Dari hasil kerja keras yang dilakukan anak buruh maka anak akan menerima upah kerja dari perkebunan sebagai status BHL. Para orang tua cenderung memandang bahwa anak-anak yang turut bekerja di perkebunan dianggap sebagai hal yang biasa dan menandakan bahwa anak-anak mereka hanya ingin berpartisipasi membantu perkerjaan mereka. Masyarakat perkebunan, khususnya orang tua mempersepsikan hal tersebut sebagai suatu pelatihan bagi anak untuk bekerja disektor perkebunan sehingga anak dapat mudah beradaptasi dengan pekerjaan di perkebunan.

Dari data di atas dapat dilihat bahwa ekonomi masyarakat perkebunan dapat mendukung mereka untuk menyekolahkan anaknya ke jenjang yang lebih dan lebih tinggi. Fasilitas yang diberikan oleh PT Bridgestone merupakan bentuk partisipasi yang sangat berguna bagi masyarakat yang berada di sekitar perkebunan.

Berdasarkan penelitian Clara (2012), pendidikan dan kehidupan bersekolah merupakan bagian dari dimensi kesejahteraan anak. Kesejahteraan anak mecakup konsep being ( objek or state) yaitu kehidupan yang dijalani dan dialami pada saat ini dan konsep becoming (changes of devlopment) yaitu perubahan dan perkembangan kehidupan dimasa yang akan datang sebagai orang dewasa. Pendidikan mempunyai peran yang sangat signifikan dalam merencanakan pembangunan sumber daya manusia sebuah bangsa, dan pendidikan dapat dijadikan indikator utama dalam menentukan tingkat kesejahteraan suatu bangsa, serta mengentaskan kemiskinan.
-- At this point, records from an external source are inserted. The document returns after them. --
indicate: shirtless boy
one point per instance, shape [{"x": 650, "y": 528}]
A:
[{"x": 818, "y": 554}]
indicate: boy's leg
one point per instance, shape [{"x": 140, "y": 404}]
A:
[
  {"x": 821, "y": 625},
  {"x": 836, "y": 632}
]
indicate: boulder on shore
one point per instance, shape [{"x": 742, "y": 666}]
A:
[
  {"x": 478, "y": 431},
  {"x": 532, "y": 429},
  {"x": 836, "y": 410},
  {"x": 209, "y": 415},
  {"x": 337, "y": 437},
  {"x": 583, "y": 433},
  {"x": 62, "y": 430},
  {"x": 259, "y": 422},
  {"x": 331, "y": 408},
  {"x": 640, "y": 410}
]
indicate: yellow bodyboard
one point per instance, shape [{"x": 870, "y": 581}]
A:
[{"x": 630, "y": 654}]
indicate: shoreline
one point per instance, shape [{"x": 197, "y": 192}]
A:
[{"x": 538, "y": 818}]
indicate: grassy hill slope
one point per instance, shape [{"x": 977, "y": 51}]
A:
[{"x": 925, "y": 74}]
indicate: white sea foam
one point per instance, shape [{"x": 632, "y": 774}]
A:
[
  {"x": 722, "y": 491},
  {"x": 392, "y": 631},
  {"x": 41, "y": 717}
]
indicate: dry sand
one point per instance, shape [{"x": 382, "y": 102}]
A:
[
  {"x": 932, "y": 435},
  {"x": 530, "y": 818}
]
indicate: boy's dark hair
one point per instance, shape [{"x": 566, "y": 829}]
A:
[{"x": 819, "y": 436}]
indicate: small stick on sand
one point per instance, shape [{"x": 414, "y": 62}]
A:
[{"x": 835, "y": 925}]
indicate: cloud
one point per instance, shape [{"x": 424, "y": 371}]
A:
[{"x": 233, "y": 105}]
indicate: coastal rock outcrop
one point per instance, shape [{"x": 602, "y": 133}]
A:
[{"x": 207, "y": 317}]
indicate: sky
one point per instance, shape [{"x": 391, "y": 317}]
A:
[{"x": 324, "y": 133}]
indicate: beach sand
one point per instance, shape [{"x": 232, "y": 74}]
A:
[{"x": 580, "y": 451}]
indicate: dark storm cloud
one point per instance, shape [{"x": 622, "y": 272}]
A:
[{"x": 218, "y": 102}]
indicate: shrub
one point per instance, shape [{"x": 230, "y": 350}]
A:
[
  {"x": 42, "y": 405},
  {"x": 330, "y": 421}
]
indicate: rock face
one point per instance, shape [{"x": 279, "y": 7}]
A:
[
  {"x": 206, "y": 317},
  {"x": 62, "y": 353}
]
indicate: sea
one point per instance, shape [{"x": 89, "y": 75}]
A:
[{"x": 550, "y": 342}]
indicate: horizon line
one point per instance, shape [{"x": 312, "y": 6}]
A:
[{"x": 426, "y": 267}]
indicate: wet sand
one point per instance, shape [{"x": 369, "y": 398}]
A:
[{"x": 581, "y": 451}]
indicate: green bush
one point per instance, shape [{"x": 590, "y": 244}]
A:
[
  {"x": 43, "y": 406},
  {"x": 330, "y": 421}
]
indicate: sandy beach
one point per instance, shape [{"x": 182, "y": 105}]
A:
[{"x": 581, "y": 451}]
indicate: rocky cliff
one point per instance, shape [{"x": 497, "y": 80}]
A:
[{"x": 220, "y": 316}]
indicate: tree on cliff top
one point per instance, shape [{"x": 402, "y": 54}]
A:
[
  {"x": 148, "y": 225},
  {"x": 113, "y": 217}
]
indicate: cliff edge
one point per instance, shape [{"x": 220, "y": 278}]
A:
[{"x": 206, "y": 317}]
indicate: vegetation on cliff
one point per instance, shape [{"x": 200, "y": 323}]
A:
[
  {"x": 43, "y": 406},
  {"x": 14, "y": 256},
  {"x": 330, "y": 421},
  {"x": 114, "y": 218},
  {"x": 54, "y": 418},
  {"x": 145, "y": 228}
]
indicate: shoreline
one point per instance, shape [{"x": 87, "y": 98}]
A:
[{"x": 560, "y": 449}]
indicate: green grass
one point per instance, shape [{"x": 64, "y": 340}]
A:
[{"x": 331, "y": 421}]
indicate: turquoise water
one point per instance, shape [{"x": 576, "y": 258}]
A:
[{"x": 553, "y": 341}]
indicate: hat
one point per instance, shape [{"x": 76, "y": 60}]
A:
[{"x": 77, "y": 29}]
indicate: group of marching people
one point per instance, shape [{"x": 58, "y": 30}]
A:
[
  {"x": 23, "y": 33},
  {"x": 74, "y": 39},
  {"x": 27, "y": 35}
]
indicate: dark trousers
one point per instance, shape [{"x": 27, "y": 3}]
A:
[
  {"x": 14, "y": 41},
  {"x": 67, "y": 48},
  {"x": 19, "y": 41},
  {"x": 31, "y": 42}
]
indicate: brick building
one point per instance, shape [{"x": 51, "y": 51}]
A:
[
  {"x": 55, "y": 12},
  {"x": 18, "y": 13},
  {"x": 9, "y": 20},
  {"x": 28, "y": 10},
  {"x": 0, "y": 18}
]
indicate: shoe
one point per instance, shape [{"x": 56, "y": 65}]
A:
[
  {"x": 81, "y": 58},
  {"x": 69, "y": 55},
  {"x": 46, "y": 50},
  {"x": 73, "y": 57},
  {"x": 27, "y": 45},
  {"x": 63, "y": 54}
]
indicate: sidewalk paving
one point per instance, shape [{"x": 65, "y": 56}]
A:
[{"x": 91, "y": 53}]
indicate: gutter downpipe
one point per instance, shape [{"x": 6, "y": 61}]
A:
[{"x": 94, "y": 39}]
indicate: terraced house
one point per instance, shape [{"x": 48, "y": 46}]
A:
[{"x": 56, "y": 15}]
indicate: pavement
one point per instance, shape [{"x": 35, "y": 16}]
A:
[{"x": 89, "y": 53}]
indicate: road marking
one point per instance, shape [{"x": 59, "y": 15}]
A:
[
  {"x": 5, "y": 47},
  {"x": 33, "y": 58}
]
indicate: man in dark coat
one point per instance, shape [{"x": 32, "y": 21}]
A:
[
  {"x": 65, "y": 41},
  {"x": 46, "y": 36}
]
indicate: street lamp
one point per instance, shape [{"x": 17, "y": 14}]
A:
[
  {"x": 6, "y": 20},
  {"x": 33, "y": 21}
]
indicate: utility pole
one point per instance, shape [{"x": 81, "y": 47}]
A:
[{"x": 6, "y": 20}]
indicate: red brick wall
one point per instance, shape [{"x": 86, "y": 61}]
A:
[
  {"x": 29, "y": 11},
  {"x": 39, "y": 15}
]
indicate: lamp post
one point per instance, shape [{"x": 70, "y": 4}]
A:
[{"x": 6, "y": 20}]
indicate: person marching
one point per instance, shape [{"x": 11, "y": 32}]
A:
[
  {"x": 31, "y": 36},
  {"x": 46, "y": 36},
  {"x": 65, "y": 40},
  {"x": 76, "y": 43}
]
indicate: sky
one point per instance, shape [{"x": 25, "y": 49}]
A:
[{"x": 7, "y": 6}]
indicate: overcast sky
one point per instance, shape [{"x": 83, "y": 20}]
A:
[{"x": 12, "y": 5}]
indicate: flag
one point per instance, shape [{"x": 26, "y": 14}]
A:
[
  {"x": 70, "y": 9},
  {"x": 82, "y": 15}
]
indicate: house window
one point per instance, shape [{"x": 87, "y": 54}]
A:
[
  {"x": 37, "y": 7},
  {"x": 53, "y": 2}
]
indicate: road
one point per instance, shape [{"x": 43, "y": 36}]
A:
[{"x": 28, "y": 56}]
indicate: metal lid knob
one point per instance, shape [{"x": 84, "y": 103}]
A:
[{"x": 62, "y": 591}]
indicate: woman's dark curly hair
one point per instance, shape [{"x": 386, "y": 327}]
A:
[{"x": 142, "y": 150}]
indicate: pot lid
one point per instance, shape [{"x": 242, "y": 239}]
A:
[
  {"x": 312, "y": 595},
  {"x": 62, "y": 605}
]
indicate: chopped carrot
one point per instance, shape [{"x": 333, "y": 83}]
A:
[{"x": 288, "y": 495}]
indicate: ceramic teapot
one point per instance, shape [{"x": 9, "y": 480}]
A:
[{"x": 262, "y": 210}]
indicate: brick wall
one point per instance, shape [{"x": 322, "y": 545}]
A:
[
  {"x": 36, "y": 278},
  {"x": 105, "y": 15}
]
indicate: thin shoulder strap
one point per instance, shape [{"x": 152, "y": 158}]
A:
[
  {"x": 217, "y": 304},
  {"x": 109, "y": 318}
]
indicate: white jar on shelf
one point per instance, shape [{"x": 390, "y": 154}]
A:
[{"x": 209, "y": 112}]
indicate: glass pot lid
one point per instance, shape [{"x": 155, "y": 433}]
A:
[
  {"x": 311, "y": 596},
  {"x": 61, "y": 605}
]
Berdasarkan obeservasi yang ditemukan oleh peneliti di lapangan justru masih banyak anak-anak dari buruh perkebunan yang putus sekolah dan bahkan hanya mampu mengecap pendidikan di tingkat SMP dan SMA. Hal inilah yang mendorong peneliti untuk tertarik meneliti mengenai bagaimana apresiasi masyarakat perkebunan terhadap pendidikan anak di Desa Aek Tarum PT Bridgestone.